Bu ciddi manada uzun bir soru. Üzerinde uzun uzun konuşulması gereken bir şey. Bir, başta özendirme durumu vardır. Niye özendirme? Hollywood başlı başına bir sektör. Bu sektörün bir hedefi var. Hiçbir şey yapmasa bile kendi medeniyetini müthiş derecede müspet gösterme durumu var. Bu noktada Türkiye’de televizyonla alakalı geçmişe baktığımızda ne görüyoruz? Belki Türkiye televizyon tarihini en çok etkileyen dizilerden bir tanesi Dallas’tır. Bu Seksenler dizisinde de sürekli veriliyor o insanların Dallas’ı nasıl beklediği, nasıl seyrettiği… Şimdi Dallas’a baktığınızda müthiş bir fon müziğiyle beraber yüksek gökdelenlerden başlar Dallas filmi. Bu yüksek gökdelenlerin ardından uçsuz bucaksız enginlerdeki büyük iş makinalarıyla yapılan tarım faaliyetlerini anlatır. Normalde bir insanın, vasat yaşayan bir insanın bu binaları gördüğünde etkilenmemesi imkansız.
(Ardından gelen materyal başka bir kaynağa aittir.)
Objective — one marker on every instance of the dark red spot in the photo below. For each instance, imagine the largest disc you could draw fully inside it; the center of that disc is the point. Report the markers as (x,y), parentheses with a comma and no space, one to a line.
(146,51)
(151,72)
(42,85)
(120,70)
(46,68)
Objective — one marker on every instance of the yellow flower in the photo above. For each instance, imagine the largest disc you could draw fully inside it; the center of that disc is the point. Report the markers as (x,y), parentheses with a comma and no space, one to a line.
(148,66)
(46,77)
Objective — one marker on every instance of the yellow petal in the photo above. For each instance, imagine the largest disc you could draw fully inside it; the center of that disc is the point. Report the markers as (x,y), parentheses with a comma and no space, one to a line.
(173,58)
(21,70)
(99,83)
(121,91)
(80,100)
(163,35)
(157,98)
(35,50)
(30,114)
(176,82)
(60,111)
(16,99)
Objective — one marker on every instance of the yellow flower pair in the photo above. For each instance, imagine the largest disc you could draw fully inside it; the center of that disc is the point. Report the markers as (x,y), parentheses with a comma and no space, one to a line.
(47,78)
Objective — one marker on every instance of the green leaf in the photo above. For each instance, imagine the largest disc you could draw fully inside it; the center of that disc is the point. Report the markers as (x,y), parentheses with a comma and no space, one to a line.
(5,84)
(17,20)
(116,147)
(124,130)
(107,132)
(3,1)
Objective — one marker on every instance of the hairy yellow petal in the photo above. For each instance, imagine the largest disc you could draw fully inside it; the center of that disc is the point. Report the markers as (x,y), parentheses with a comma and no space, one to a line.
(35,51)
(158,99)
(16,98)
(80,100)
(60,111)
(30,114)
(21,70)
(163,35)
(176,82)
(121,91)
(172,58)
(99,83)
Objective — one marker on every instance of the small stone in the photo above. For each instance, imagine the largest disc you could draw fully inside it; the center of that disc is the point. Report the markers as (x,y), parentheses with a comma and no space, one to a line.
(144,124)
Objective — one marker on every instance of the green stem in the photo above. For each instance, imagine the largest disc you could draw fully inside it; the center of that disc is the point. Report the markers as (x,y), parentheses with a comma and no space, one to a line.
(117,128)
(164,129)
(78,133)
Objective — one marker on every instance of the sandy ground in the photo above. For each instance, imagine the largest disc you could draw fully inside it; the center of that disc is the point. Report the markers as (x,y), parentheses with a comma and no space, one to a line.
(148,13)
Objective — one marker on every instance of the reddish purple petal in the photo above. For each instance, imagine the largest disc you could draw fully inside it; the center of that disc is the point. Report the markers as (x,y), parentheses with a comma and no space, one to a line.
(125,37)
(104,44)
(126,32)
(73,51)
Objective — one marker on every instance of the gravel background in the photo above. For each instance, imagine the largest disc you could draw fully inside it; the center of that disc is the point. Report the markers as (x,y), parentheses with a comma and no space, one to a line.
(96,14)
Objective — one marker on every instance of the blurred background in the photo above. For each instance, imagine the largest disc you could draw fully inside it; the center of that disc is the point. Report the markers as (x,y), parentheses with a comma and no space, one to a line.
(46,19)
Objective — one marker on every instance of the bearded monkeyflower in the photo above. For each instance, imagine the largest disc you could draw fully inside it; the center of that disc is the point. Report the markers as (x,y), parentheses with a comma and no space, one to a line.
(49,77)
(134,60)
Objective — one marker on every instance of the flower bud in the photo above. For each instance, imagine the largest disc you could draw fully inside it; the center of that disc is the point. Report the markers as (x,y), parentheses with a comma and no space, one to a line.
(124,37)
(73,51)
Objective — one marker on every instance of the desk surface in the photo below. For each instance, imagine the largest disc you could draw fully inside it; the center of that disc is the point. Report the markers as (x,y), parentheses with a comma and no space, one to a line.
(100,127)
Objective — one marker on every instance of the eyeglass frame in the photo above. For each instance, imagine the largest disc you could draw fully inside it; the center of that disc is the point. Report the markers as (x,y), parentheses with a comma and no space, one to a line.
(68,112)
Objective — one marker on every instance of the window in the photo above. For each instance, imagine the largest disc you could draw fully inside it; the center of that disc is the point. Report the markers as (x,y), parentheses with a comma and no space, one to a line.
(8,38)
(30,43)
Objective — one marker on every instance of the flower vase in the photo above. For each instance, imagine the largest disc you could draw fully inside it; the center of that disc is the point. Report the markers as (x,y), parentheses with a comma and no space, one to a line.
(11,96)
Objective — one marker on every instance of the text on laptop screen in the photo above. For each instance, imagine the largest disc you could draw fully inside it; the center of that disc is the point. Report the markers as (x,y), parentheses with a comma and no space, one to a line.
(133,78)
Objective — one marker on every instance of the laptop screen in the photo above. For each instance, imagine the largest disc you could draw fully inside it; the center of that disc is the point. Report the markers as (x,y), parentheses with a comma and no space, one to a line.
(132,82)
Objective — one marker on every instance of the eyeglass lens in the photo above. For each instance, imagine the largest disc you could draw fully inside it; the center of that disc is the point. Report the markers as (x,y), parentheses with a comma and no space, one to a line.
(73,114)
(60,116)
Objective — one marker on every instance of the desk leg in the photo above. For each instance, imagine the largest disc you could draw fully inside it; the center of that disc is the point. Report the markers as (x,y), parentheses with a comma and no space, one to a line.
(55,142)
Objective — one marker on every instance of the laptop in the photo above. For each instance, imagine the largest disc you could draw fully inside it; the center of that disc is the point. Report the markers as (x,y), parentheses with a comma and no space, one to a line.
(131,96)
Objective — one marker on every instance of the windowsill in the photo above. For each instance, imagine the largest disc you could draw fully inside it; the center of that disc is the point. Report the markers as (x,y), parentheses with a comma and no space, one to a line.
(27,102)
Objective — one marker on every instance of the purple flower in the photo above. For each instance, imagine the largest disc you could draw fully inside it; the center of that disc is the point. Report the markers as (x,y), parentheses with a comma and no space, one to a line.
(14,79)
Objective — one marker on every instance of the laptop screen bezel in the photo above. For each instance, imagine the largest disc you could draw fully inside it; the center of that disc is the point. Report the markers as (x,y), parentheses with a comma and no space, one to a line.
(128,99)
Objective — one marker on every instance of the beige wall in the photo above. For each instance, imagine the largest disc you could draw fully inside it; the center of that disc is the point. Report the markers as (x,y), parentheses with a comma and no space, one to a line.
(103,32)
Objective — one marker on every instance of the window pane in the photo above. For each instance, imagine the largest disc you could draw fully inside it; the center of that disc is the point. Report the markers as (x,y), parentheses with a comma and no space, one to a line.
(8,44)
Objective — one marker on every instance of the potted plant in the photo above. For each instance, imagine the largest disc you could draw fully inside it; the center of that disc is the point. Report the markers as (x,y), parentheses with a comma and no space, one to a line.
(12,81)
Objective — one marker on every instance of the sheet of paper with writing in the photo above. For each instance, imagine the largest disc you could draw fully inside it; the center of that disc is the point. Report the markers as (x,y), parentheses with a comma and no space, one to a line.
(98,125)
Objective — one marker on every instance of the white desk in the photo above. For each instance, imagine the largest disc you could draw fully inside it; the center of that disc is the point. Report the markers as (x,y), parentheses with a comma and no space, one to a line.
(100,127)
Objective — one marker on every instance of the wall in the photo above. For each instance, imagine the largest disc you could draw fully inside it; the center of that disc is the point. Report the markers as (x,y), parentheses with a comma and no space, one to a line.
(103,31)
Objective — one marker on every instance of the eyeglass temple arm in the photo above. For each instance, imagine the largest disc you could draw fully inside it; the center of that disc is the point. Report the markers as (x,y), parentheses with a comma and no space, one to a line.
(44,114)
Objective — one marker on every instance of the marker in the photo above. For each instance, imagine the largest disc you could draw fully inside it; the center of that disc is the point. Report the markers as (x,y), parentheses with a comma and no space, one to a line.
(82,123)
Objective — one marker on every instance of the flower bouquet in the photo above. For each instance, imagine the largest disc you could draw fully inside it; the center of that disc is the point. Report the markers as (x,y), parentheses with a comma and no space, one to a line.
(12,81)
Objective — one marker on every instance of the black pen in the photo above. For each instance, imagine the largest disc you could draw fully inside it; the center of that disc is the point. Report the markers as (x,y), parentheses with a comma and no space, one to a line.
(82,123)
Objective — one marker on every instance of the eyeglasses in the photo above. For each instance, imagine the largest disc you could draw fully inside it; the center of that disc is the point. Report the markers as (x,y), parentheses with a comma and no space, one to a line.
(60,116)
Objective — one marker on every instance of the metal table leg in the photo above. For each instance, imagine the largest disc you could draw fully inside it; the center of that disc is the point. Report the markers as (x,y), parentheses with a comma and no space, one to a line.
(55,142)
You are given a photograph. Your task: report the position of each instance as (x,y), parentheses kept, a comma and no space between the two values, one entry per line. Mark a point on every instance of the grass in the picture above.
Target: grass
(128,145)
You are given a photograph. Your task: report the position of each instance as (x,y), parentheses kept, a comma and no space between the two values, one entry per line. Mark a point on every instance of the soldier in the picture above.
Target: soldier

Siz her filmde Las Vegas’ın o ışıklı gazinolarını, müthiş tren ve metro ağlarını, herkese bir ‘Amerikan rüyası’nı, bir ‘Batı rüyasını’ verdiğinizde elbette bir insanın oralara gidip görme isteği fazlalaşır, o hayatı yaşama isteği de fazlalaşır.

Şimdi sen adama bu dizlerle beraber bir ‘rüya’ satıyorsun, sattığın rüyada herkesin çok rahat bir şekilde yükselebileceği, herkesin müthiş derece de zengin olabileceği, her türlü imkana kavuşabileceği bir hayat “bende” diyorsun. Bu “bende” dediğin hayat herkes için caziptir. Ve karşılığında senin burada daha çok çalışıp, daha fazla emek sarf edip daha az imkana sahip olma durumun var. Sana gösterilen şey bu. Böyle bir durum karşılığında insanların bol imkanı olan, bol özgürlüğü olan çok daha kolay köşe dönebileceği yerlere gitme isteği son derece normal bir durum. Ki şu an ki televizyonda Yetenek Sizsiniz’den Pop Star’lara kadar adam sana az zamanda daha kolay yoldan şöhretin yolunu açıyor. Ciddi meblağlar da veriyor. Ciddi meblağlara kavuşamasan bile X, Y, Z firmalar seni ajanslarına alabilir, sana dizi teklifi yapabilirler. Bir gencin kendini sunabilme imkanı var.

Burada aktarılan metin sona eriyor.